Bootstrap Inference¶
Quick Reference
Class: panelbox.validation.robustness.PanelBootstrap
Import: from panelbox.validation.robustness import PanelBootstrap
Key method: bootstrap.run() then bootstrap.conf_int()
Stata equivalent: bootstrap prefix
R equivalent: boot::boot()
Why Bootstrap?¶
Asymptotic inference relies on assumptions -- normality, correct variance specification, large samples -- that may not hold in practice.
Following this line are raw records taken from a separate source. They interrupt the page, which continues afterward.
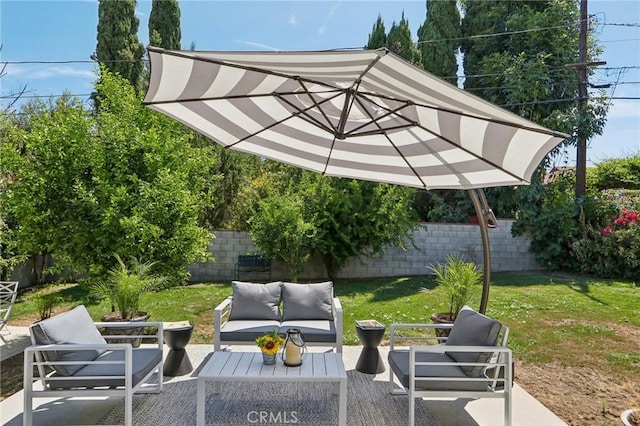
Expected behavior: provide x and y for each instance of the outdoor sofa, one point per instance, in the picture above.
(255, 309)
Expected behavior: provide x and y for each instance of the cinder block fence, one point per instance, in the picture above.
(433, 243)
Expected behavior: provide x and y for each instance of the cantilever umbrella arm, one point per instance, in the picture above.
(486, 219)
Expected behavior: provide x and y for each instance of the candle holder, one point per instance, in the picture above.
(294, 348)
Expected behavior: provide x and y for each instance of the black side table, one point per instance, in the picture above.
(176, 336)
(370, 334)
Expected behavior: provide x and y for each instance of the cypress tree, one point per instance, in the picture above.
(400, 42)
(439, 38)
(164, 24)
(378, 36)
(118, 47)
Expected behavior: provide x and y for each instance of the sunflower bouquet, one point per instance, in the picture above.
(270, 342)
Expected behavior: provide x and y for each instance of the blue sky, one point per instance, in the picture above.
(65, 31)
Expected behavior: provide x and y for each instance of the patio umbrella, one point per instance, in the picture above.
(359, 114)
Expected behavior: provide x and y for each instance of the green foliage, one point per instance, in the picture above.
(378, 36)
(45, 302)
(400, 42)
(612, 249)
(45, 158)
(146, 200)
(118, 48)
(346, 218)
(615, 173)
(523, 69)
(598, 236)
(126, 283)
(280, 230)
(164, 24)
(459, 283)
(356, 218)
(552, 226)
(80, 187)
(438, 39)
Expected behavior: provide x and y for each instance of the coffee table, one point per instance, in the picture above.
(248, 366)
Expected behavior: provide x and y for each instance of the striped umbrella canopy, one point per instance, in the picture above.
(360, 114)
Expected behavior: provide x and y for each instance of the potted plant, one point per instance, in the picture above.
(460, 283)
(270, 344)
(123, 287)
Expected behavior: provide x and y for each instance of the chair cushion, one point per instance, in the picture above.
(143, 361)
(72, 327)
(246, 330)
(399, 364)
(312, 330)
(255, 301)
(307, 301)
(473, 329)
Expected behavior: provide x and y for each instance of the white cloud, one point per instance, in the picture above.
(59, 71)
(259, 45)
(623, 108)
(329, 17)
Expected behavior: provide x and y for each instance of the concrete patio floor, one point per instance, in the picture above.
(527, 411)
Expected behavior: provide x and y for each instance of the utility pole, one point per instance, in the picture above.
(581, 154)
(581, 67)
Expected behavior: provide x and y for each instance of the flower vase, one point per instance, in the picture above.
(268, 359)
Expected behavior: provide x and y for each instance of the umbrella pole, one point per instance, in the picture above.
(486, 219)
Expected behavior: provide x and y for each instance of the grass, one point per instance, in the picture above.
(569, 320)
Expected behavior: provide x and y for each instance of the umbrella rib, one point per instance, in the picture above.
(179, 54)
(317, 104)
(465, 114)
(302, 113)
(297, 113)
(413, 170)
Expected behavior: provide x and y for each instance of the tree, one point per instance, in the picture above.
(118, 47)
(164, 24)
(515, 54)
(378, 36)
(147, 197)
(281, 231)
(45, 159)
(347, 218)
(439, 39)
(400, 42)
(83, 187)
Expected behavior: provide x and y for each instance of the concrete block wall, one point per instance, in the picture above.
(433, 243)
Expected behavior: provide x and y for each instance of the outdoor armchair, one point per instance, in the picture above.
(473, 362)
(72, 359)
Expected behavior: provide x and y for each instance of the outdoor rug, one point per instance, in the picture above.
(247, 403)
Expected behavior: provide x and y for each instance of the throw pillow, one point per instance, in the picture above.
(307, 301)
(255, 301)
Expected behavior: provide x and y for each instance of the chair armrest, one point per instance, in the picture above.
(338, 318)
(220, 317)
(157, 336)
(394, 327)
(40, 363)
(502, 358)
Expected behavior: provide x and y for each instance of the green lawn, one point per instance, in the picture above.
(573, 321)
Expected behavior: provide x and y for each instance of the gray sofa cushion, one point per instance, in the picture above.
(307, 301)
(247, 330)
(399, 364)
(144, 360)
(473, 329)
(72, 327)
(312, 330)
(255, 301)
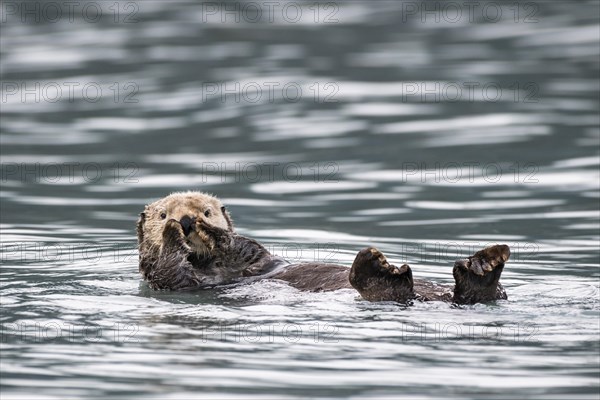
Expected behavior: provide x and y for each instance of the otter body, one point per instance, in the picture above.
(187, 241)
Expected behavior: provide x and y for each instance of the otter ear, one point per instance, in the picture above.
(227, 217)
(140, 227)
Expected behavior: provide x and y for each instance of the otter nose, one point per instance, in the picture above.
(186, 223)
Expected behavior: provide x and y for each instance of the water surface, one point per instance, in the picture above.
(426, 136)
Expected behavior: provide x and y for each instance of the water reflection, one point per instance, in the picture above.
(427, 138)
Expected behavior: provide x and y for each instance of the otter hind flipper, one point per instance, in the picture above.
(477, 277)
(377, 280)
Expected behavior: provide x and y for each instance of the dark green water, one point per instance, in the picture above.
(341, 125)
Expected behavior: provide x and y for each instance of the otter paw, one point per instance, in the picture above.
(377, 280)
(173, 237)
(484, 261)
(477, 277)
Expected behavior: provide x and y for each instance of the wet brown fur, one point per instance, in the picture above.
(187, 241)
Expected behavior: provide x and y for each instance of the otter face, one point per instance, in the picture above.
(188, 209)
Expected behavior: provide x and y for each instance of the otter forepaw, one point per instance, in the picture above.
(377, 280)
(485, 260)
(217, 234)
(173, 237)
(477, 277)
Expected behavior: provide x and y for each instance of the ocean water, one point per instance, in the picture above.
(428, 130)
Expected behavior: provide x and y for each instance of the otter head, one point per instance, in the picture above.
(188, 209)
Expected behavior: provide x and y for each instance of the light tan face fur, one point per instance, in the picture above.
(177, 205)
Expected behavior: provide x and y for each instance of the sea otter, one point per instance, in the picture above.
(187, 241)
Bootstrap inference replaces these assumptions with computation: resample the data, re-estimate the model many times, and let the empirical distribution speak for itself.
Bootstrap is especially valuable when:
- The number of clusters (entities) is small (\(N < 50\)), making clustered SEs unreliable
- The distribution of the test statistic is non-standard
- You want distribution-free confidence intervals
- You suspect heteroskedasticity or serial correlation patterns that analytical SEs may not fully capture
Four Bootstrap Methods¶
PanelBox implements four bootstrap methods, each suited to different data structures:
| Method | Resampling Unit | Preserves | Best For |
|---|---|---|---|
pairs |
Entire entities | Panel structure, within-entity correlation | General purpose (default) |
wild |
Residuals (Rademacher weights) | Heteroskedasticity pattern | Heteroskedastic errors |
block |
Blocks of time periods | Temporal dependence | Autocorrelated data |
residual |
i.i.d. residuals | Nothing special | Homoskedastic i.i.d. errors |
Pairs Bootstrap (Default)¶
Resamples entire entities with replacement. If the original panel has \(N\) entities, draw \(N\) entities randomly (with replacement) and stack their complete time series. This preserves within-entity correlation and is robust to both heteroskedasticity and serial correlation.
Wild Bootstrap¶
Keeps the design matrix \(X\) fixed and perturbs residuals using Rademacher weights \(w_i \in \{-1, +1\}\) with equal probability. The bootstrap outcome is \(y^* = \hat{y} + w \cdot \hat{e}\). Specifically designed for heteroskedasticity but does not preserve serial correlation.
Block Bootstrap¶
Resamples blocks of consecutive time periods (moving block bootstrap). Block size defaults to \(T^{1/3}\) or can be set manually. Preserves temporal dependence within blocks while breaking dependence between blocks.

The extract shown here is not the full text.